Следовательно, суждение вкуса может быть названо чистым лишь в том случае, если к его определяющему основанию не примешивается эмпирическое благоволение. А это всегда происходит в тех случаях, когда в суждение, которым что-либо объявляется прекрасным, привносится привлекательность или трогательность.
Между тем высказывают ряд возражений, которые в конечном итоге объявляют привлекательность не только необходимой составной частью красоты, но и самой по себе достаточной, чтобы называться прекрасной. Цвет, например зеленый цвет луга, звук, например звук скрипки (в отличие от криков и шума), большинство людей считают уже самими по себе прекрасными, хотя в основе того и другого, казалось бы, лежит лишь материя представления, а именно только ощущение, и они поэтому могут быть названы лишь приятными. Однако ведь нельзя не заметить, что ощущения цвета и звука могут считаться прекрасными, лишь поскольку они чисты, – определение, которое относится уже к форме, и есть единственное в этих представлениях, что можно с уверенностью считать всеобще сообщаемым, ибо, поскольку само качество ощущений не у всех субъектов одинаково, трудно предположить, что все сочтут один цвет приятнее другого или предпочтут звучание одного инструмента звучанию другого.

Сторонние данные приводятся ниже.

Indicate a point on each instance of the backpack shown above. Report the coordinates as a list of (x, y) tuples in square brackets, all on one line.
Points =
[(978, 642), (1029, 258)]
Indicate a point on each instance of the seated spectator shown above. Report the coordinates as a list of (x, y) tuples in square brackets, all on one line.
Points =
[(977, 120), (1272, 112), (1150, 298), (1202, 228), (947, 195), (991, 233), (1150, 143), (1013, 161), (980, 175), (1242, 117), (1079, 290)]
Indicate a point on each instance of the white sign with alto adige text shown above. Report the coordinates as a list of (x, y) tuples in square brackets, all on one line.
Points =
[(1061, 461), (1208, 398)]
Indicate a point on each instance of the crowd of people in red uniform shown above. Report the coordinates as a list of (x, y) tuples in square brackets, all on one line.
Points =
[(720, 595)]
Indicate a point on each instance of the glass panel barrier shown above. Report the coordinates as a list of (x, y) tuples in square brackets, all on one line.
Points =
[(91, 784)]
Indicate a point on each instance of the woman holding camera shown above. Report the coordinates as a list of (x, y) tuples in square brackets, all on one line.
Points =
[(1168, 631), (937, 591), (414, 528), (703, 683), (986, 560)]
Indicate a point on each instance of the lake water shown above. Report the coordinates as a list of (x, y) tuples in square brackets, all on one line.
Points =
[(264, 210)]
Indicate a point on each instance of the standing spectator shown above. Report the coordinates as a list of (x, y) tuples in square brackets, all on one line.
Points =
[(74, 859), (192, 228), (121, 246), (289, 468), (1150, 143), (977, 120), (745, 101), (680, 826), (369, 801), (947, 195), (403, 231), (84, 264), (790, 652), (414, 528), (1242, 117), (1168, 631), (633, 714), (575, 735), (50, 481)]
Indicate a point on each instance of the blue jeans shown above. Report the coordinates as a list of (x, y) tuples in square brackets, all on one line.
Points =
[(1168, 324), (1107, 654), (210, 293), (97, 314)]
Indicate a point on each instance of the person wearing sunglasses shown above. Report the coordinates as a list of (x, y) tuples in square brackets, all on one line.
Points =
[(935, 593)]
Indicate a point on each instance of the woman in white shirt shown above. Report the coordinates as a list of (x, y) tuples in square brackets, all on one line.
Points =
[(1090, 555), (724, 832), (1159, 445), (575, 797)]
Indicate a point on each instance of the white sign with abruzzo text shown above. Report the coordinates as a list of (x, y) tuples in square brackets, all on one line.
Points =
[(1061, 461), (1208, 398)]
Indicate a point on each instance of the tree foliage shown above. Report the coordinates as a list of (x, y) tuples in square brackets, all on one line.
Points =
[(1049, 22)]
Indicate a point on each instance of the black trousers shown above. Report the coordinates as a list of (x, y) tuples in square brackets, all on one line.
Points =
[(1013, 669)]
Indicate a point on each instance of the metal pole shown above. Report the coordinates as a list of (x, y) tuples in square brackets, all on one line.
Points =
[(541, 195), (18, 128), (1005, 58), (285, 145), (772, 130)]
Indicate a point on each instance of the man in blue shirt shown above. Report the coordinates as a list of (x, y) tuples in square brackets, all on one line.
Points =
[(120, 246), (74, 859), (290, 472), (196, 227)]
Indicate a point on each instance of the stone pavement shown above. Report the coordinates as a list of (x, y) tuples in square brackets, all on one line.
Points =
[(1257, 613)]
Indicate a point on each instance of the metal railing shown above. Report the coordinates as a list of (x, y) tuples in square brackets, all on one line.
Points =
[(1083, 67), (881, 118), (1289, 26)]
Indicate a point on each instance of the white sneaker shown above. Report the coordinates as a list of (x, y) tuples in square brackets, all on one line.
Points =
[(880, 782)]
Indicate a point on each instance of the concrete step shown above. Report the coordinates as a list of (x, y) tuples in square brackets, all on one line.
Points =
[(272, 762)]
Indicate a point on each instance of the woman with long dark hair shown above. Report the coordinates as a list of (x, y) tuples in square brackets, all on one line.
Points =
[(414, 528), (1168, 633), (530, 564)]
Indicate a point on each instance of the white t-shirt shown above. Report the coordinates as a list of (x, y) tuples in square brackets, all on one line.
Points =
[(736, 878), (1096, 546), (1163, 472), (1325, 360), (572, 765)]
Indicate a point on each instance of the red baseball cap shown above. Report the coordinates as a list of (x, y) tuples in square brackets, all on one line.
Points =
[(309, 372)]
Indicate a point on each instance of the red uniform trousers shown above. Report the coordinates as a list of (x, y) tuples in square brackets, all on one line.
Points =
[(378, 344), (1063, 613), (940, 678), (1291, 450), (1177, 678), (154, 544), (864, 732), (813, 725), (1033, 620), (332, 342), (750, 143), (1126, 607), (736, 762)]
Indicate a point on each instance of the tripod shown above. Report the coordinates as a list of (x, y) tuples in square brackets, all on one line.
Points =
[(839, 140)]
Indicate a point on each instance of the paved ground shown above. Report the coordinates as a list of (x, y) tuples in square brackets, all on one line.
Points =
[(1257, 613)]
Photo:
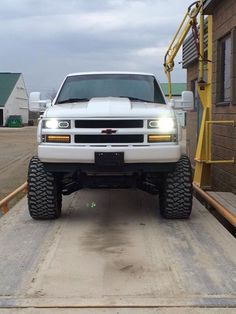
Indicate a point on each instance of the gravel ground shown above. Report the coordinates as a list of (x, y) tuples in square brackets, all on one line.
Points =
[(16, 148)]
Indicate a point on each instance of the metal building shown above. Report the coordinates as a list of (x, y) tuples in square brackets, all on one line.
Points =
[(13, 97)]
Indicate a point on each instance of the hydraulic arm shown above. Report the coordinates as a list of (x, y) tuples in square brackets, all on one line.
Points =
[(203, 156)]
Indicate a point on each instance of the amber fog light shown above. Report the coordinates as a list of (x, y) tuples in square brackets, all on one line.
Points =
[(58, 138)]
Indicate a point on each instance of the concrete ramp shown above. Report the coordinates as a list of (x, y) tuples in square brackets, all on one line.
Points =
[(111, 252)]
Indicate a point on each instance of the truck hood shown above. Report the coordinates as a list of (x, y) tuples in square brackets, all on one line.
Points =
[(108, 107)]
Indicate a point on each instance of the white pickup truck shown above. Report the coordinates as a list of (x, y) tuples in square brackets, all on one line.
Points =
[(109, 130)]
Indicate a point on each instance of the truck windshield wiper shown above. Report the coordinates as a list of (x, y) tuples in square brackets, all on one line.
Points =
[(72, 100), (135, 99)]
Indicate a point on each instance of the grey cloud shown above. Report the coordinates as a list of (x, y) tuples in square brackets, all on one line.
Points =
[(47, 39)]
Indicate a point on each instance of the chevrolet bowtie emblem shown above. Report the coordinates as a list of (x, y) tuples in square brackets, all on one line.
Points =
[(109, 131)]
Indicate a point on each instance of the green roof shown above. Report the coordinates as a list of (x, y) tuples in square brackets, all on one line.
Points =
[(7, 83), (177, 88)]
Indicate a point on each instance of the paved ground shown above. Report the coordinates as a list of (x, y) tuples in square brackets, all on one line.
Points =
[(16, 148), (118, 253)]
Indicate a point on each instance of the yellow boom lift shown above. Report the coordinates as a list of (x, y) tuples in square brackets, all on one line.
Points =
[(203, 156)]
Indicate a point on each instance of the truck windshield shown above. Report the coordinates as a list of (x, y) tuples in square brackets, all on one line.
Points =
[(133, 86)]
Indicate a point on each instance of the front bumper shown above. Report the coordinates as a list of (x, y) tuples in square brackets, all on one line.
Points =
[(162, 153)]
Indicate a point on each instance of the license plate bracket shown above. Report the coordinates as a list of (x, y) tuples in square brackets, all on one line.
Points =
[(115, 159)]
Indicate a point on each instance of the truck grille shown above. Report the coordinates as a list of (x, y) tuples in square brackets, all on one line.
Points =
[(104, 124), (97, 139)]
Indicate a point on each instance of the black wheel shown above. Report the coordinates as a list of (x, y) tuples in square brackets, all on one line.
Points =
[(176, 191), (44, 194)]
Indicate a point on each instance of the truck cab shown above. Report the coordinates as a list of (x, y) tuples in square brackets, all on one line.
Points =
[(109, 130)]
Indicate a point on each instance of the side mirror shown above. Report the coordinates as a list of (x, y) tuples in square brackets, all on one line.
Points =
[(186, 102), (36, 104)]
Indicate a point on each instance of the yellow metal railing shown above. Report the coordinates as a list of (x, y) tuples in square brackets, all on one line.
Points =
[(4, 202)]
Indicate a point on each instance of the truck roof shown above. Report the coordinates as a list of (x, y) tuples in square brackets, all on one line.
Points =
[(110, 72)]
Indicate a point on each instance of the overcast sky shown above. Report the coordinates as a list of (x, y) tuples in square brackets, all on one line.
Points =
[(46, 39)]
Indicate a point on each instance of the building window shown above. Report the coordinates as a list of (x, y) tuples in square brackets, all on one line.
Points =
[(224, 74)]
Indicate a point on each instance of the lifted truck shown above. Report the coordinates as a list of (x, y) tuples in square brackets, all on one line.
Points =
[(109, 130)]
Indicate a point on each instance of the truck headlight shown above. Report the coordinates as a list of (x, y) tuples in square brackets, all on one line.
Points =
[(163, 124), (56, 124)]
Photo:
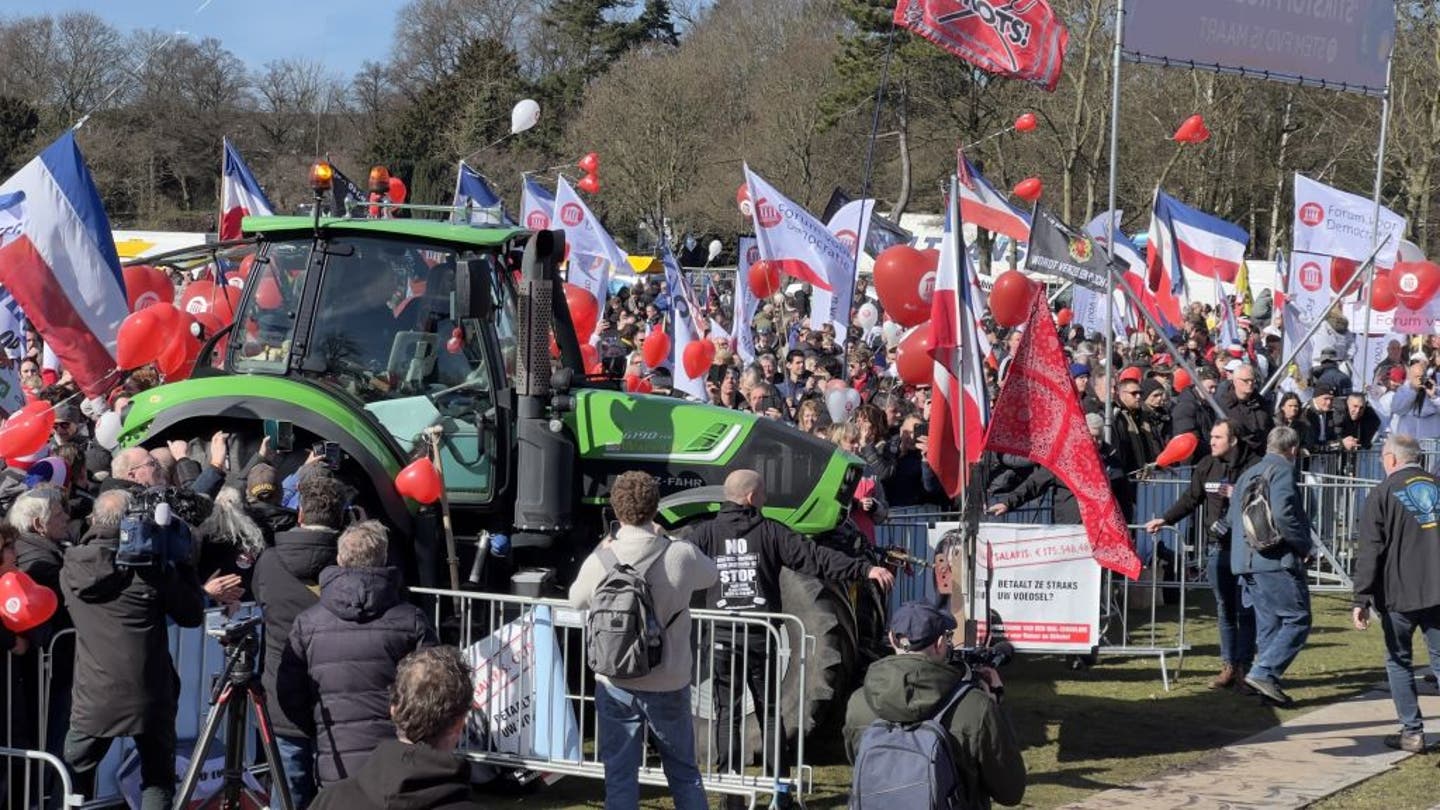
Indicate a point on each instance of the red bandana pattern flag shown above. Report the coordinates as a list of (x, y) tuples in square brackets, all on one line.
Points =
[(1011, 38), (1038, 417)]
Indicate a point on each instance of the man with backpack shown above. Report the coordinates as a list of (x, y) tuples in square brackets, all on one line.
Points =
[(1269, 546), (925, 734), (637, 588)]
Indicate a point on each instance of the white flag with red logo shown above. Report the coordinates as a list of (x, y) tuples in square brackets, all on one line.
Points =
[(959, 410), (795, 241)]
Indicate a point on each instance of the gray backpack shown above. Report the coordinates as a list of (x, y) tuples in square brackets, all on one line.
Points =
[(910, 767), (624, 636)]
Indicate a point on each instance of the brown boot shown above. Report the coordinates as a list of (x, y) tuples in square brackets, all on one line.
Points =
[(1227, 676)]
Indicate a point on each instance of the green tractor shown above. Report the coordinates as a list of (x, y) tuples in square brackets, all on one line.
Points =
[(402, 337)]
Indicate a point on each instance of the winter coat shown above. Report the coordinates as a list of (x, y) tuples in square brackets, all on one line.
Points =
[(909, 689), (750, 551), (402, 776), (1288, 509), (287, 584), (124, 679), (340, 663), (1398, 562)]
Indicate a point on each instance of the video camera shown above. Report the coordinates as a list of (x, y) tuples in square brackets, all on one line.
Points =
[(154, 529)]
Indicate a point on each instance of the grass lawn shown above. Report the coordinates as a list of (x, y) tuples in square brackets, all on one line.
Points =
[(1115, 724)]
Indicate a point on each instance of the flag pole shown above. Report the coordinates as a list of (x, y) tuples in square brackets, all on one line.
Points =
[(1112, 225)]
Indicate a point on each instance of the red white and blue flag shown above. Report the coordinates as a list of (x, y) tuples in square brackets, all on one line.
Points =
[(1188, 239), (959, 412), (981, 205), (58, 260), (241, 195)]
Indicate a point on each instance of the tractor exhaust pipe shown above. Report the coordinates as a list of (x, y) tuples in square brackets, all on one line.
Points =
[(545, 457)]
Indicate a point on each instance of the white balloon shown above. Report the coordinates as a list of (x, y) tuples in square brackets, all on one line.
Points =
[(526, 114), (107, 430)]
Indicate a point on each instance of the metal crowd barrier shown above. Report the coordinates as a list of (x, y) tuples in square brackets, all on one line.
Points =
[(534, 696)]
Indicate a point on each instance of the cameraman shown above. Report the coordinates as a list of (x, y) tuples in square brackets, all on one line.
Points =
[(126, 683), (918, 682)]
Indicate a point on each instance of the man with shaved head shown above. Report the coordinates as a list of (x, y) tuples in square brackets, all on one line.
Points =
[(750, 549)]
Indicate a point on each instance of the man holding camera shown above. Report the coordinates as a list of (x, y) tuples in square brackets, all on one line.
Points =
[(919, 683), (126, 683), (1211, 486)]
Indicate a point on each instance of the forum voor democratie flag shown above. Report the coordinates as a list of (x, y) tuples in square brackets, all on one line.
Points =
[(961, 410), (58, 260), (241, 195)]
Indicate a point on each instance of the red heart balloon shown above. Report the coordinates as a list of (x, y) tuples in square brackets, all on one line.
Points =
[(655, 348), (1011, 297), (419, 480), (905, 281), (25, 604), (697, 358), (1028, 189), (913, 359), (765, 278)]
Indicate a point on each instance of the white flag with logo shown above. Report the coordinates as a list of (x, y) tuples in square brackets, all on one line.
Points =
[(1339, 224)]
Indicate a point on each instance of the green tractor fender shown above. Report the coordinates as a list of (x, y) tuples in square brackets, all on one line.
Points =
[(222, 401)]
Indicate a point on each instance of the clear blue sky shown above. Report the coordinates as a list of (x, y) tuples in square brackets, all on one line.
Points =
[(340, 33)]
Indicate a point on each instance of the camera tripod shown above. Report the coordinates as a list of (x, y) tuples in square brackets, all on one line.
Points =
[(236, 686)]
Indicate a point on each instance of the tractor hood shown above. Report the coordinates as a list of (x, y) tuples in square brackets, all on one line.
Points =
[(690, 448)]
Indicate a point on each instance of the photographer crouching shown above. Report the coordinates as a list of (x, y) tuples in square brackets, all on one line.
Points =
[(121, 587), (925, 718)]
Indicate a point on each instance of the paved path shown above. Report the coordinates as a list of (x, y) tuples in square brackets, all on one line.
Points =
[(1290, 766)]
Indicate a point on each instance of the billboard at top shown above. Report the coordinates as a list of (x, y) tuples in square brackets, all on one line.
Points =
[(1331, 43)]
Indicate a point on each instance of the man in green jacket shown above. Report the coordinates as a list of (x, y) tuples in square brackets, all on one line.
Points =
[(912, 685)]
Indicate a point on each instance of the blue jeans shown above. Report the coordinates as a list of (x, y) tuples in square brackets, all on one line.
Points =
[(297, 755), (1237, 620), (622, 715), (1400, 632), (1282, 601)]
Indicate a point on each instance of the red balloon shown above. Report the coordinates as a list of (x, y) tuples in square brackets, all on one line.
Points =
[(396, 192), (147, 286), (25, 604), (905, 281), (592, 358), (1416, 283), (140, 339), (697, 358), (1193, 131), (419, 482), (26, 430), (913, 359), (765, 278), (1178, 450), (1028, 189), (1383, 293), (1341, 273), (1011, 297), (655, 348), (585, 310)]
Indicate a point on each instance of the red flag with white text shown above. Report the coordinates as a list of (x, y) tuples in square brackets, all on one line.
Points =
[(1038, 417)]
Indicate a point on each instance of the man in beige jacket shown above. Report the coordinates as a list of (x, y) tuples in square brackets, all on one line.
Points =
[(661, 698)]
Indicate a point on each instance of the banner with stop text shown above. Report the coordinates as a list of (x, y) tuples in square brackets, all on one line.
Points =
[(1041, 587), (522, 704)]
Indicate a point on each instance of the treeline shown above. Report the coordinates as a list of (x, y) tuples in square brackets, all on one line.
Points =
[(674, 95)]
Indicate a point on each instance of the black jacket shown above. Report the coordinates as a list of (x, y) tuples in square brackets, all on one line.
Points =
[(750, 549), (124, 679), (285, 584), (401, 776), (1398, 562), (340, 663)]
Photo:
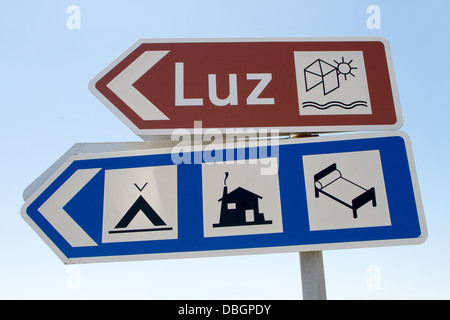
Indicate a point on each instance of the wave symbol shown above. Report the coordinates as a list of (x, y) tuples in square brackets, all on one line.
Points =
[(334, 104)]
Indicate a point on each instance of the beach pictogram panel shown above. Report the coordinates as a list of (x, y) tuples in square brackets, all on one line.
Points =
[(332, 82)]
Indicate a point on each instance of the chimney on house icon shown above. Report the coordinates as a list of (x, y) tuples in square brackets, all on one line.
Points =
[(240, 207)]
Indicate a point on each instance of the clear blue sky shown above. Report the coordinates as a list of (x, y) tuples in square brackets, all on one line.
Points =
[(46, 107)]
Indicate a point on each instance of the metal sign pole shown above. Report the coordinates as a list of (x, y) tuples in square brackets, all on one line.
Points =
[(313, 276)]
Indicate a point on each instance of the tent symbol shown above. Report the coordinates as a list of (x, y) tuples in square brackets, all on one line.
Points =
[(140, 205)]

Если согласиться с Эйлером, что цвет – это равномерно следующие друг за другом удары (pulsus) эфира, а звуки – удары приведенного в колебательное движение воздуха и, самое главное, что душа воспринимает не только посредством чувства это воздействие на оживление органа, но и посредством рефлексии равномерную игру впечатлений (тем самым форму в связи различных представлений), в чем я нисколько не сомневаюсь, то цвет и звук окажутся не просто ощущениями, а формальным определением единства многообразного в них и тогда сами могут быть отнесены к прекрасному.
Чистота же простого способа ощущения означает, что его единообразие не нарушается и не прерывается каким-либо чужеродным ощущением и относится только к форме, ибо при этом можно абстрагироваться от качества этого способа ощущения (от того, представляет ли оно цвет и какой, представляет ли оно звук и какой). Поэтому все простые цвета, поскольку они чисты, считаются прекрасными, смешанные же не имеют этого преимущества; именно потому, что, поскольку они не просты, у нас нет критерия, позволяющего судить о том, следует ли называть их чистыми или нечистыми.
Что же касается того, будто красота, приданная предмету его формой, может быть, как полагают, усилена привлекательностью, то это распространенное заблуждение, весьма вредное для подлинного, неподкупного, основательного вкуса; конечно, к красоте может быть добавлена и привлекательность, чтобы дать душе представлением о предмете не только сухое благоволение, но и вызвать ее интерес и таким образом подчеркнуть значение вкуса и его культуру, особенно когда этот вкус еще груб и неразвит. Однако эта привлекательность действительно приносит вред суждению вкуса, если внимание к ней служит основанием для суждения о красоте. Ибо полагать, будто привлекательность способствует развитию вкуса, настолько неверно, что привлекательность надлежит скорее рассматривать как нечто чуждое, терпимое, лишь поскольку оно не нарушает прекрасной формы, когда вкус еще неразвит и неискушен.
В живописи, в ваянии, вообще во всех видах изобразительного искусства, в зодчестве, садоводстве, поскольку они суть изящное искусство, существенное – рисунок, в котором основой для склонности вкуса служит не то, что радует в ощущении, а то, что нравится только своей формой. Краски, расцвечивающие контуры, относятся к привлекательности; они могут, правда, сделать предмет сам по себе более живым для ощущения, но не достойным созерцания и прекрасным; более того, их очень часто ограничивает то, чего требует прекрасная форма, и даже там, где привлекательность допускается, благородство ему придает только прекрасная форма.
Всякая форма предметов чувств (как внешних, так опосредствованно и внутреннего чувства) всегда – либо образ, либо игра; в последнем случае – либо игра образов (в пространстве: мимика и танец), либо игра ощущений (во времени). Привлекательность красок или приятного звучания инструмента может служить добавлением, но подлинный предмет чистого суждения вкуса составляет в первом рисунок, во втором – композиция; а то, что чистота красок и звуков, а также их многообразие и контрастность как будто увеличивают красоту, происходит не потому, что они сами по себе приятны и как бы дополняют этим благоволение к форме чем-то ему однородным, а потому, что они лишь делают форму более точной, определенной и законченной в созерцании и, сверх того, оживляют своей привлекательностью представление, пробуждая и сохраняя внимание к самому предмету.